Cancer is not one disease but many, and some of the differences were highlighted in two recent newspaper stories.
The first article described the change in death rates and the number of new cases of different types of cancer over the decade ending in 2003. The most common forms are lung and colorectal cancer in men and women, prostate cancer in men, and breast cancer in women.
The good news is that death rates from each of these cancers, except for lung cancer in women, declined significantly during the 10 years ending in 2003. The rate of decline in death rates was 1.6 percent per year for men, but only half as much for women. The improvement among men was attributed mainly to their reduced use of tobacco. The authors of the article observe that more effort is required to get women to stop smoking.
Despite this overall decline in death rates from cancer, there was no overall change in the rates of new cancers diagnosed, and a small increase in lung cancer rates among women. The most dramatic rise was in the rate of thyroid cancers among women, including a 9 percent increase between 2000 and 2003.
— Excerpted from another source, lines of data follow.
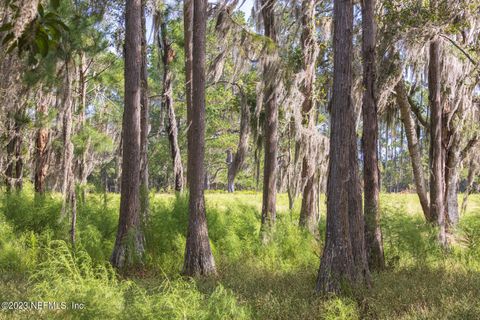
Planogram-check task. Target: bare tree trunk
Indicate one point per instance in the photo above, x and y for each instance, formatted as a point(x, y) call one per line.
point(198, 254)
point(68, 185)
point(129, 243)
point(437, 210)
point(271, 121)
point(188, 40)
point(9, 175)
point(472, 171)
point(452, 168)
point(308, 211)
point(82, 104)
point(413, 148)
point(344, 255)
point(144, 122)
point(237, 161)
point(41, 155)
point(371, 174)
point(18, 150)
point(167, 58)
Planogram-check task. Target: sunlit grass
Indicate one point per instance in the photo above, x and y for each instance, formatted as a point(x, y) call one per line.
point(254, 281)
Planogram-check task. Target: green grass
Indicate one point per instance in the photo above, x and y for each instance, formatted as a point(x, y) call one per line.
point(254, 281)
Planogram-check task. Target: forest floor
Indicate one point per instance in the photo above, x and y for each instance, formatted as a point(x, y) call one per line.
point(254, 281)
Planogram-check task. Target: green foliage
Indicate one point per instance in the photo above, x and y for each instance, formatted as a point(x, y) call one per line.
point(255, 281)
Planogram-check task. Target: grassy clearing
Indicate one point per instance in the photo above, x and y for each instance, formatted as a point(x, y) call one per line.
point(254, 281)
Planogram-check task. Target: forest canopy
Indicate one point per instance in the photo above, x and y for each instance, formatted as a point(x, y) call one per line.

Fortunately, thyroid cancer affects only about 30,000 people each year, compared with the annual diagnosis of more than 210,000 cases of breast cancer and 145,000 cases of colorectal cancer. The higher rate of thyroid cancer is mostly due to better diagnostic tools. Although most types of thyroid cancer can be treated effectively, some forms are always fatal.
The second article I read reported on progress identifying the genes responsible for breast and colorectal cancers. Here, again, there are differences. Researchers have found 122 different cancer-causing genes in breast cancer and 69 in colorectal cancer, with almost no genes in common between these two types of cancer.
Even more surprising, cancerous tumors from the same organ had only about 5 genes in common. This is important because, with few exceptions, cancer treatment options available today are nearly identical for all people suffering from the same type of cancer.
Much more work remains to be done to improve our knowledge of the genetic differences among cancers. The hope is that identification of these and other cancer-causing genes will make it possible to design unique treatments for individual patients that target the specific abnormal genes found in their cancers.